Showing posts with label Descartes. Show all posts
Showing posts with label Descartes. Show all posts

Tuesday, March 18, 2014

Is Descartes’s Cogito Argument an Example of Necessary a posteriori Truth?

What is the epistemological status of Descartes’s cogito ergo sum (or cogito) argument? That argument and Descartes’s conclusion (I think therefore I am) is reviewed in the video below.



The epistemological status of the cogito ergo sum proposition and the argument underlying it is a difficult philosophical question, and the specialist literature is vast (for just a sample, see Hintikka 1962; Hintikka 1962; Suter 1971; Sarkar 2003; Williams 2005).

Some modern scholars are inclined to think that Descartes understood the cogito insight not as a formal argument per se, but as an intuition or truth from direct introspection, and this finds support in Descartes’s own statement:
“Now awareness of first principles is not normally called ‘knowledge’ by dialectitians. And when we become aware that we are thinking things, this is a primary notion which is not derived by means of any syllogism. When someone says ‘I am thinking, therefore I am, or I exist,’ he does not deduce existence from thought by means of a syllogism, but recognizes it as something self-evident by a simple intuition of the mind. This is clear from the fact that if he were deducing it by means of a syllogism, he would have to have had previous knowledge of the major premiss ‘Everything which thinks is, or exists’; yet in fact he learns it from experiencing in his own case that it is impossible that he should think without existing. It is in the nature of our mind to construct general propositions on the basis of our knowledge of particular ones.” (Descartes, Second Replies).
But intuition or direct introspection should most probably be considered a form of a posteriori knowledge: after all, any conscious thought or perception you have is a form of direct experience.

So the cogito argument is not an a priori syllogistic argument.

But does it have necessary truth? Descartes thought so, and said so in the Meditations:
“… this proposition: I am, I exist, whenever it is uttered from me, or conceived by the mind, necessarily is true.” (Meditation II).
If the justification for the cogito is not a priori, does it show that there are necessary a posteriori truths?

Although modern analytic philosophy, following Saul Kripke, admits the existence of ontologically necessary a posteriori truths, nevertheless the skeptical argument against both the necessary ontological and epistemological truth of the cogito in the form that Descartes proposed it seems convincing.

The crucial problem is Descartes’s claim that an “I’ exists, and that mere conscious experience allows one to infer an existing “I.” The “I” must be understood as a discrete conscious entity and perceiving subject that perceives objects of perception.

But that there is a discrete entity and perceiving subject that we each personally refer to as “I” does not necessarily follow from the cogito, as many skeptics and critics of Descartes have pointed out. What if what exists just consists of thoughts, sensations and perceptions with no discrete, perceiving subjects?

At most, what seems to be certain from direct experience is that kinds of perception, sensation or thinking exist or are occurring, not that any discrete subject exists or is perceiving.

If one takes this as the ultimate inference to be made from direct conscious experience – that kinds of perception, sensation or thinking exist – then perhaps that is a necessary a posteriori truth. Even if one were to concede this, it does not take one very far, however. In fact, Descartes had to prove the existence of god just to reconstruct a new apriorist epistemology, once he had torn down his previous one through the Cartesian method of doubt.

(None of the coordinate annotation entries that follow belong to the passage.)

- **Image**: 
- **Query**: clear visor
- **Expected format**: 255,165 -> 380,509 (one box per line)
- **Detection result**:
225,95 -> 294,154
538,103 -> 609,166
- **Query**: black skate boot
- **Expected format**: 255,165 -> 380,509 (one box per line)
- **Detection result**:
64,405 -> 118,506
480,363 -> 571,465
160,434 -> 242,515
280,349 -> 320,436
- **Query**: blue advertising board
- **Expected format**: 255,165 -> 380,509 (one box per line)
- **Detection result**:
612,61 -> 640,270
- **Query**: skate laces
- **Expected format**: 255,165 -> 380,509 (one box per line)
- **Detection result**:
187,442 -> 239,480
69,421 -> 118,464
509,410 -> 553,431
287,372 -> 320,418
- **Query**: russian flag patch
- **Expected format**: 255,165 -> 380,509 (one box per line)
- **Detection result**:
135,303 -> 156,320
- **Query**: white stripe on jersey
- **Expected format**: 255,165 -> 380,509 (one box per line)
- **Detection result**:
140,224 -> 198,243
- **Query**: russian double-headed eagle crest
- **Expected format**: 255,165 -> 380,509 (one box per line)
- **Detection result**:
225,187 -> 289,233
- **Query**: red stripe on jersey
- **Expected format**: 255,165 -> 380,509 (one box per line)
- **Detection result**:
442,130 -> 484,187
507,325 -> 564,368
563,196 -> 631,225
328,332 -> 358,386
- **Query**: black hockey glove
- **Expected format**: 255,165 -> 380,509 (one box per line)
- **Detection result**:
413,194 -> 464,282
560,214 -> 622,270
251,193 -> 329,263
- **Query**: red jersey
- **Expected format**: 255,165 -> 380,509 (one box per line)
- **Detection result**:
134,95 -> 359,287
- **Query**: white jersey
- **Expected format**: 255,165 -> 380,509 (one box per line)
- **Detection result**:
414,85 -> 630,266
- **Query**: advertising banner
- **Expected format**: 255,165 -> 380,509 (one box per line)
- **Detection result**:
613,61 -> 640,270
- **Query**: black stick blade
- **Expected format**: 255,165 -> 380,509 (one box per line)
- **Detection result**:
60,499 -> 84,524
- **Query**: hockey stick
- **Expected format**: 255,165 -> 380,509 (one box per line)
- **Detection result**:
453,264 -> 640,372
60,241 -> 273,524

To order to reconstruct a secure Rationalist apriorist epistemology – as opposed to a merely probabilistic inductive one – Descartes needed a miracle, a deus ex machina!

BIBLIOGRAPHY
Armstrong, D. M. 1963. “Is Introspective Knowledge Incorrigible?,” The Philosophical Review 72.4: 417–432.

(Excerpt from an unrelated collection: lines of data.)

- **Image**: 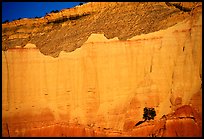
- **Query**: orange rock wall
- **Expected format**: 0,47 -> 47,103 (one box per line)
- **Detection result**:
2,5 -> 202,136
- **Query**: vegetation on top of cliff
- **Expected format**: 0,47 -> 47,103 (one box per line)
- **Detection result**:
2,2 -> 199,57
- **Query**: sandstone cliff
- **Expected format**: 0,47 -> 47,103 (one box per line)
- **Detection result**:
2,3 -> 202,136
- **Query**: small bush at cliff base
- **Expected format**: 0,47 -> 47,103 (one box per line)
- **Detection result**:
143,107 -> 156,121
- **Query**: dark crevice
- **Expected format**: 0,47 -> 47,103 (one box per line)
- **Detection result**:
48,13 -> 90,24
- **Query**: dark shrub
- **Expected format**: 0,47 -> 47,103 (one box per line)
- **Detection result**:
143,107 -> 156,121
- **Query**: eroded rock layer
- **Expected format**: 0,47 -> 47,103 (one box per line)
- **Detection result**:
2,1 -> 202,136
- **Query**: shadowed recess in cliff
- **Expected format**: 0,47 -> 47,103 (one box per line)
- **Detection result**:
2,2 -> 199,57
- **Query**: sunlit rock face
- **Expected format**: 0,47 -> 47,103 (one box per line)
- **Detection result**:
2,1 -> 202,136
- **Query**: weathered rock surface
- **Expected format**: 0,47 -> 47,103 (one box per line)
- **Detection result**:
2,3 -> 202,136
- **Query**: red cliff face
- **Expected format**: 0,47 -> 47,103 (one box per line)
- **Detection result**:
2,3 -> 202,137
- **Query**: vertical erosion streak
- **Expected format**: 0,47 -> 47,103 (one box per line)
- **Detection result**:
2,51 -> 10,137
2,51 -> 10,111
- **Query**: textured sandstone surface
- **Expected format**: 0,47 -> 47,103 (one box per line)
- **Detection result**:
2,1 -> 202,136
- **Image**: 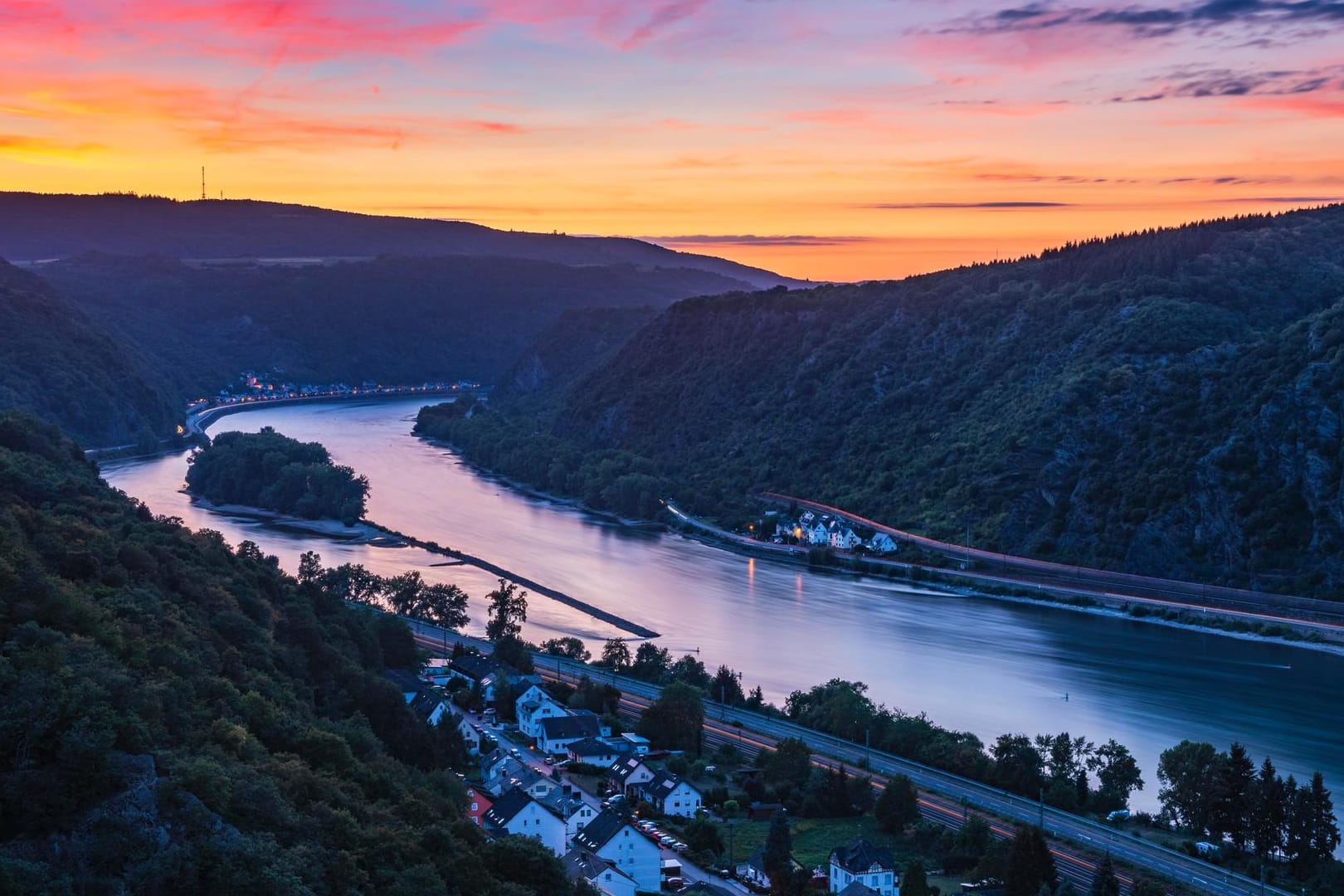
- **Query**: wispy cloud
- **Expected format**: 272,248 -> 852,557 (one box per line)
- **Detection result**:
637,234 -> 874,249
858,200 -> 1074,211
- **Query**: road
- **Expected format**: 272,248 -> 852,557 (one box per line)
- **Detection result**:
407,619 -> 1293,896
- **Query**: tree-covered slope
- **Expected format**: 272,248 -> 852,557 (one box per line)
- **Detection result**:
0,261 -> 182,446
430,206 -> 1344,597
0,415 -> 572,896
41,256 -> 757,397
0,192 -> 800,289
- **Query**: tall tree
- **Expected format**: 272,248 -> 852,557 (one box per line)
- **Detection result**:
1004,825 -> 1059,896
872,775 -> 919,835
602,638 -> 631,672
1157,740 -> 1220,833
900,859 -> 932,896
1210,743 -> 1255,849
637,684 -> 704,757
1088,853 -> 1119,896
485,579 -> 527,640
1250,757 -> 1285,859
1088,740 -> 1144,811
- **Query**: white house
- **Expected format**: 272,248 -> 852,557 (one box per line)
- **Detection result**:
514,685 -> 570,739
621,733 -> 649,757
574,809 -> 663,894
481,787 -> 564,855
639,770 -> 700,818
869,532 -> 897,553
830,837 -> 900,896
607,757 -> 653,796
536,713 -> 598,757
564,846 -> 639,896
568,738 -> 631,766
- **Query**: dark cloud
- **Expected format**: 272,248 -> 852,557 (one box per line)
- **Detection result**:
639,234 -> 872,247
946,0 -> 1344,37
859,202 -> 1073,210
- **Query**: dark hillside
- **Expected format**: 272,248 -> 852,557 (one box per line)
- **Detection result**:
0,261 -> 182,446
41,256 -> 757,397
0,415 -> 572,896
424,206 -> 1344,597
0,192 -> 801,289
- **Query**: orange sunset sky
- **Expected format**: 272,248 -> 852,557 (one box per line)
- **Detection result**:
0,0 -> 1344,280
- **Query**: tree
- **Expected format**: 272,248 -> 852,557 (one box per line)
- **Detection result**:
1088,739 -> 1144,811
1298,771 -> 1340,866
639,684 -> 704,757
989,735 -> 1045,798
485,579 -> 527,640
1210,743 -> 1255,849
762,738 -> 811,787
631,640 -> 672,684
709,666 -> 746,707
542,638 -> 592,662
1004,825 -> 1059,896
872,775 -> 919,835
1157,740 -> 1219,833
1088,853 -> 1119,896
761,811 -> 793,894
602,638 -> 631,672
1250,757 -> 1285,859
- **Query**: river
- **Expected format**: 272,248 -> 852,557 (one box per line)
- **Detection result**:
104,399 -> 1344,810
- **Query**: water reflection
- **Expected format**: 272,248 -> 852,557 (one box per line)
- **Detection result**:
105,401 -> 1344,809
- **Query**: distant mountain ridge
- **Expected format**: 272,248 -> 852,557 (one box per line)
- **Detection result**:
433,206 -> 1344,598
0,192 -> 806,289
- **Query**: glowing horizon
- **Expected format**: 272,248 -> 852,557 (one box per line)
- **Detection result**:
0,0 -> 1344,280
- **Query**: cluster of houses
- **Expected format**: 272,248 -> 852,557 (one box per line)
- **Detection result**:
408,655 -> 900,896
765,510 -> 897,555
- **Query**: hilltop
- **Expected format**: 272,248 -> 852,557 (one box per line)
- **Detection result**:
0,192 -> 801,289
0,262 -> 182,445
422,206 -> 1344,597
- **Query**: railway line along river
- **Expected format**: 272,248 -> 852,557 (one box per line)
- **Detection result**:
104,399 -> 1344,810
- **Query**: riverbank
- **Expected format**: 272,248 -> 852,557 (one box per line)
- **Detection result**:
184,490 -> 660,638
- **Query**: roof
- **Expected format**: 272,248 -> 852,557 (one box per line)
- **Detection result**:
539,716 -> 598,740
570,738 -> 625,757
483,787 -> 536,827
561,846 -> 629,880
611,757 -> 644,782
574,809 -> 631,850
450,653 -> 500,681
830,837 -> 897,874
640,768 -> 700,799
840,880 -> 878,896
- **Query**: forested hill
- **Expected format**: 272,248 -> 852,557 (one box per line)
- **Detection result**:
39,256 -> 757,397
0,261 -> 182,446
0,415 -> 572,896
449,206 -> 1344,597
0,192 -> 800,289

Francks, Richard. 2008. Descartes’ Meditations: A Reader’s Guide. Continuum, London and New York.

Hintikka, Jaakko. 1962. “Cogito, Ergo Sum: Inference or Performance?,” Philosophical Review 71: 3–32.

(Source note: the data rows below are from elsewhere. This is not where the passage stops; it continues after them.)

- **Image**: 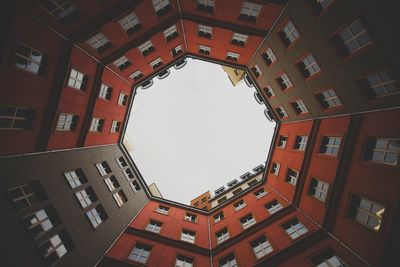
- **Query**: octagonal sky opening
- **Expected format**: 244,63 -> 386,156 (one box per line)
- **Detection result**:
125,58 -> 276,204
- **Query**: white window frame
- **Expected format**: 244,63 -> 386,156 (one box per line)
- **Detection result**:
271,162 -> 281,176
240,1 -> 263,19
265,199 -> 283,214
199,45 -> 211,55
250,236 -> 274,259
181,229 -> 196,244
86,32 -> 111,50
264,47 -> 277,66
118,93 -> 128,106
68,68 -> 87,91
233,199 -> 246,211
215,228 -> 230,244
164,25 -> 178,40
118,12 -> 140,32
99,83 -> 112,101
89,118 -> 105,133
56,113 -> 78,132
282,218 -> 309,239
111,121 -> 121,133
240,213 -> 257,229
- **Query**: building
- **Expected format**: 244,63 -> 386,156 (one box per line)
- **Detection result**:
0,0 -> 400,266
222,66 -> 246,86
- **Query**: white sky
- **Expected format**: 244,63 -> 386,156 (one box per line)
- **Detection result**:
127,58 -> 275,204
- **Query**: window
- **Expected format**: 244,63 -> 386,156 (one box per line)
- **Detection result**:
294,136 -> 308,151
311,248 -> 348,267
265,199 -> 283,214
86,205 -> 108,228
75,186 -> 98,208
113,190 -> 128,207
332,19 -> 372,57
215,228 -> 229,244
218,196 -> 228,204
185,212 -> 197,222
250,236 -> 274,259
240,213 -> 256,229
56,113 -> 79,131
282,218 -> 308,239
251,64 -> 262,78
316,89 -> 342,110
118,12 -> 142,34
99,83 -> 112,100
118,93 -> 128,106
152,0 -> 172,17
23,206 -> 58,239
171,45 -> 183,57
0,106 -> 35,130
157,205 -> 169,215
39,0 -> 81,26
164,25 -> 178,42
264,84 -> 275,98
14,43 -> 49,76
89,118 -> 104,132
357,70 -> 400,100
275,106 -> 288,119
39,230 -> 73,266
232,187 -> 243,196
233,199 -> 246,211
290,99 -> 308,115
150,58 -> 164,70
138,41 -> 155,56
308,177 -> 329,202
276,73 -> 293,91
362,137 -> 400,165
319,136 -> 342,156
262,47 -> 276,66
213,211 -> 225,223
247,179 -> 258,187
96,161 -> 111,176
239,1 -> 262,22
197,24 -> 212,39
226,52 -> 239,62
113,56 -> 132,70
286,168 -> 299,185
68,69 -> 88,91
181,229 -> 196,244
231,32 -> 248,46
227,179 -> 239,187
86,32 -> 112,53
122,168 -> 135,181
175,255 -> 194,267
104,175 -> 120,192
296,54 -> 321,78
115,157 -> 128,168
7,181 -> 47,213
271,162 -> 281,176
219,253 -> 238,267
64,169 -> 88,189
111,121 -> 121,133
279,20 -> 300,47
128,243 -> 151,263
199,45 -> 211,55
307,0 -> 335,16
197,0 -> 214,12
278,135 -> 287,148
254,188 -> 268,199
129,180 -> 140,194
348,195 -> 385,231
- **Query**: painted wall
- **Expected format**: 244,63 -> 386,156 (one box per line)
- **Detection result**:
0,10 -> 64,156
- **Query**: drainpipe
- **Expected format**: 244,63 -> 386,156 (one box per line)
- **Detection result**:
207,215 -> 214,267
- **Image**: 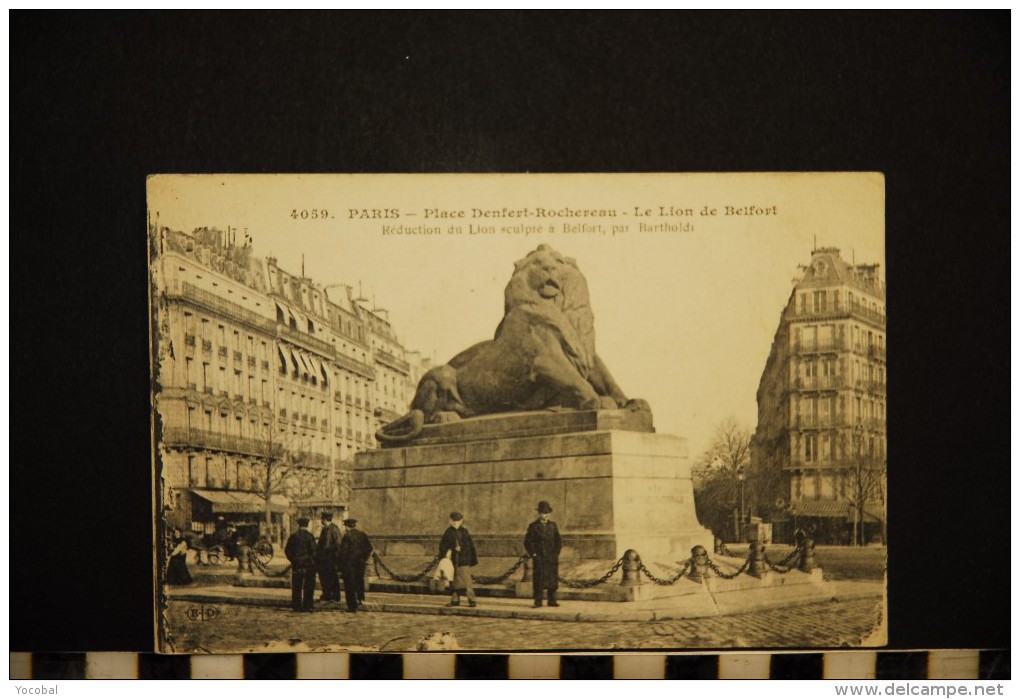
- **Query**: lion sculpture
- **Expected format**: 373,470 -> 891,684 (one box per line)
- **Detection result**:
375,245 -> 648,446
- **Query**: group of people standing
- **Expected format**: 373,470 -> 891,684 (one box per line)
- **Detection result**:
440,500 -> 563,607
284,500 -> 563,613
284,512 -> 372,613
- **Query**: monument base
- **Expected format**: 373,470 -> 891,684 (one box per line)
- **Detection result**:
351,409 -> 713,565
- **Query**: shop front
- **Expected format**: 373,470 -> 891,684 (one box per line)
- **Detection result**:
191,488 -> 291,548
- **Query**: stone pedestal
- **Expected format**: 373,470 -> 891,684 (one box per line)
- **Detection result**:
351,410 -> 713,564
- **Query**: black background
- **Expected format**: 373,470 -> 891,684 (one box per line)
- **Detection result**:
9,12 -> 1010,651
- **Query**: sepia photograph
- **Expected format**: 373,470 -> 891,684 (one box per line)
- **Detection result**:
146,172 -> 896,655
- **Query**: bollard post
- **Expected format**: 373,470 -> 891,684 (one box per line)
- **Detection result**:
748,541 -> 765,578
620,549 -> 641,585
687,546 -> 708,583
234,544 -> 255,585
798,539 -> 815,572
520,556 -> 534,583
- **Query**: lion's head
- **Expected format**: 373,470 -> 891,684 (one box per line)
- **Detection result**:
504,245 -> 595,363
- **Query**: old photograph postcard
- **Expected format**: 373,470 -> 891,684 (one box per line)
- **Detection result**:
147,172 -> 896,654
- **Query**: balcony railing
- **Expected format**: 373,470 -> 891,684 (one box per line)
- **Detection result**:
792,415 -> 848,430
794,377 -> 847,391
375,350 -> 411,373
168,282 -> 273,334
163,428 -> 268,456
276,322 -> 336,357
335,352 -> 375,379
794,339 -> 847,354
786,303 -> 885,328
850,303 -> 885,328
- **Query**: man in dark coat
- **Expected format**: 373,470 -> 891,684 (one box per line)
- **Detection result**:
315,512 -> 341,602
340,519 -> 372,613
284,517 -> 315,611
440,512 -> 478,607
524,500 -> 563,607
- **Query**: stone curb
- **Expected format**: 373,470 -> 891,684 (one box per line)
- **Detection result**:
168,584 -> 881,622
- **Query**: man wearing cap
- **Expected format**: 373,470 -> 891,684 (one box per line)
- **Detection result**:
284,517 -> 315,611
524,500 -> 563,607
340,518 -> 372,613
440,512 -> 478,607
315,512 -> 341,602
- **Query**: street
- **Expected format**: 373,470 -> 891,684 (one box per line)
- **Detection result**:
168,598 -> 881,653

Hintikka, Jaakko. 1963. “Cogito, Ergo Sum as an Inference and a Performance,” The Philosophical Review 72.4: 487–496.

Lyons, William. 1986. The Disappearance of Introspection. MIT Press, Cambridge, Mass.

Sarkar, Husain. 2003. Descartes’s Cogito: Saved from the Great Shipwreck. Cambridge University Press, Cambridge.

Suter, Ronald. 1971. “Sum is a Logical Consequence of Cogito,” Philosophy and Phenomenological Research 32.2: 235–240.

Williams, Bernard. 2005. Descartes: The Project of Pure Enquiry. Routledge, London.